Contracts on the S&P 500 declined. The index was on track to post its first weekly gain in three weeks, and its biggest since November 2020, based on closing levels from Thursday. U.S. crude oil prices rose to hold above $104 per barrel, while the 10-year Treasury yield declined to about 2.14%.
Meanwhile, shares of GameStop (GME) — the original darling of last year’s Reddit-fueled investing frenzy — sank after the retailer delivered a wider-than-expected fourth-quarter loss. Other “meme stocks” including AMC Entertainment (AMC) and BlackBerry (BB) also declined in sympathy.
FedEx’s (FDX) stock also dropped after the shipping giant posted quarterly earnings results Thursday afternoon. These reflected lower-than-expected profits, as rising labor and shipping costs more than offset FedEx’s price increases to customers.
For U.S. equity investors broadly, news this week that the Fed opted for a 25 basis point rate hike and charted out a route toward six additional rate hikes later this year helped provide clarity on the future monetary policy path and removed an overhang of uncertainty. The size of the interest rate hike was taken as a carefully considered first move, beginning the process of addressing inflation while avoiding delivering a major shock to markets already weighing Russia’s war in Ukraine.
“They took what I would consider the safe route, which was to do 25 basis points,” Sonal Desai, Franklin Templeton Fixed Income chief investment officer, told Yahoo Finance Live on Thursday. “Absent what we are seeing on the geopolitical stage right now, they probably would have gone for 50. So I definitely would not rule out a faster, more front-loaded pace of rate hikes going forward.”

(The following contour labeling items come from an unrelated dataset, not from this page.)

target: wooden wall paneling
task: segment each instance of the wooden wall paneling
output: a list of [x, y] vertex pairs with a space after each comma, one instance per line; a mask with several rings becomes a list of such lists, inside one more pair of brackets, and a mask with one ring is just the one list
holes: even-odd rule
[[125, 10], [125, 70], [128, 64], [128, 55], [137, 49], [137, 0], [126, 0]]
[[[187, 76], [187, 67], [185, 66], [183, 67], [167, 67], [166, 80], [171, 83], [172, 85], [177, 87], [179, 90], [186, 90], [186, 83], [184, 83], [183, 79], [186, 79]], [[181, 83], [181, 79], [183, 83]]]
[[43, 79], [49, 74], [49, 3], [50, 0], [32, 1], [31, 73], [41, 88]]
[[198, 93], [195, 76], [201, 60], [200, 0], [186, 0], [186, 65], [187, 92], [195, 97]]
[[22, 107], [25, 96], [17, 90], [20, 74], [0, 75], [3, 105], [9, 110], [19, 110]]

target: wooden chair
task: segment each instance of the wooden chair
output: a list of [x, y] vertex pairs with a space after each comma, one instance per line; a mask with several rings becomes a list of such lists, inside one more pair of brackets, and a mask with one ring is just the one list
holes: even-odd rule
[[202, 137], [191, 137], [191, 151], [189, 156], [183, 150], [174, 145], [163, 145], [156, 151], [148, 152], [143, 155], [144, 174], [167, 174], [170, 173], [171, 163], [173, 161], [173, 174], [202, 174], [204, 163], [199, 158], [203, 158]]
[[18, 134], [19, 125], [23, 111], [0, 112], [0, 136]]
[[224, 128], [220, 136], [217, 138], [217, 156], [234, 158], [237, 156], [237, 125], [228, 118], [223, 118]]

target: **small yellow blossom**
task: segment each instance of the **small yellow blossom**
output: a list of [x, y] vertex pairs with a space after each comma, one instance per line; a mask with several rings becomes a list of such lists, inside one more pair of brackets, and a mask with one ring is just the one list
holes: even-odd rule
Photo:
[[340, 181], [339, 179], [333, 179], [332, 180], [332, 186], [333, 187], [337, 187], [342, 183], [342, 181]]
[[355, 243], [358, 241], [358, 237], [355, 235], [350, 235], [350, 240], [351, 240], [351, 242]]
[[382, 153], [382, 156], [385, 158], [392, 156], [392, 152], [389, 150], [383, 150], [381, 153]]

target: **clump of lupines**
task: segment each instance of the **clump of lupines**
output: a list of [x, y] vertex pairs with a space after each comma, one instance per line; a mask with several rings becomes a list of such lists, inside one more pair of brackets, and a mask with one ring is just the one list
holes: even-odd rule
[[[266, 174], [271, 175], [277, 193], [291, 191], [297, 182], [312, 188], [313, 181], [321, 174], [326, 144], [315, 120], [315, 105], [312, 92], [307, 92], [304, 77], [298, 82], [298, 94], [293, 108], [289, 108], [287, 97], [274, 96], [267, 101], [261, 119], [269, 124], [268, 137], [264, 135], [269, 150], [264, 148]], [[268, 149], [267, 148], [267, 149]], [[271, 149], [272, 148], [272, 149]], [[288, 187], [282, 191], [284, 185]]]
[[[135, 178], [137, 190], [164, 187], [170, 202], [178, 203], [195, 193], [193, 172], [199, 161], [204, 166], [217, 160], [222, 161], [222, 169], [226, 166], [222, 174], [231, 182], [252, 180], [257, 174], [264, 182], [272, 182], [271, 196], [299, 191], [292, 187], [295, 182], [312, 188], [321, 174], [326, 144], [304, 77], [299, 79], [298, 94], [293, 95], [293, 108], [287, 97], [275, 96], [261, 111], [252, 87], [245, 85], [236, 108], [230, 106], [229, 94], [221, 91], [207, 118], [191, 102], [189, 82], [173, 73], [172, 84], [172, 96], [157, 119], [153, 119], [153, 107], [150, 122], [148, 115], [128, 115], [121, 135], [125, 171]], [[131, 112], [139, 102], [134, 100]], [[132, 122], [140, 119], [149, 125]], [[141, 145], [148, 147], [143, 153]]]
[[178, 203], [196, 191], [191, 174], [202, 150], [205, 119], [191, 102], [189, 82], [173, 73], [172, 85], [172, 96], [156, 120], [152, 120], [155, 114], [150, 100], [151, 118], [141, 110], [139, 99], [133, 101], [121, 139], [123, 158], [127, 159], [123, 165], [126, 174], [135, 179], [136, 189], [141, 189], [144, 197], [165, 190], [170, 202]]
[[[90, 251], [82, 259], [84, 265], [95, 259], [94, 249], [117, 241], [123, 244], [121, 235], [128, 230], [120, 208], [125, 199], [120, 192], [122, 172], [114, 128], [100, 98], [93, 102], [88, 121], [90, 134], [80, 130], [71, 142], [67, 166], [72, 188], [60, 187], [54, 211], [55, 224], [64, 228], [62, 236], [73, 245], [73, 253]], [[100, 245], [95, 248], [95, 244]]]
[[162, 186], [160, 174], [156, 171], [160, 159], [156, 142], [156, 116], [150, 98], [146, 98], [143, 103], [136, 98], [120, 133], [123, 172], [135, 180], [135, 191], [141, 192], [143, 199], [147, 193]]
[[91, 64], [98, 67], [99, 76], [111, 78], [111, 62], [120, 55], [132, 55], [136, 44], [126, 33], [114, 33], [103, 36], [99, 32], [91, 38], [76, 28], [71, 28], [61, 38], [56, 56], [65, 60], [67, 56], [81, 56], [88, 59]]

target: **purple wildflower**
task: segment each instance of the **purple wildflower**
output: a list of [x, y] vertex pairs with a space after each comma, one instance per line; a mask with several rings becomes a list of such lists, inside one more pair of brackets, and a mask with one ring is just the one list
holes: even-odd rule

And later, Fed officials may also upwardly revise its projections for where interest rates will end this year, in the event that inflation does not moderate quickly, Desai added. Based on the Fed’s projections from Wednesday, short-term interest rates would likely end the year around 1.75%.
“I could see them going up to 2% this year — we could expect, by the end of next year, looking at something closer to 3%,” she added. “So I’m looking at what the Fed has done. I think it was what as needed because it may come across as hawkish, but the Fed is enormously behind the curve at this point.”
Technology stocks in particular got a boost following the Fed’s decision, with some of the most badly beaten down growth names recovering some year-to-date losses. While some strategists suggested the bottom may have been put in for most tech stocks, others were less certain.
“We did get the hawkish statements out of the Fed [Wednesday], and even though they’re going to be stiff headwinds for tech stocks and other aggressive growth companies, the data is now known. And when it’s known, it’s absorbed in the market,” Paul Meeks, Independent Wealth Solutions Management portfolio manager, told Yahoo Finance. “The thing that I still worry about, and it keeps me away from go all-in in tech, is what’s going on in Eastern Europe, because if we still have geopolitical risks, we still have risks to these stocks.”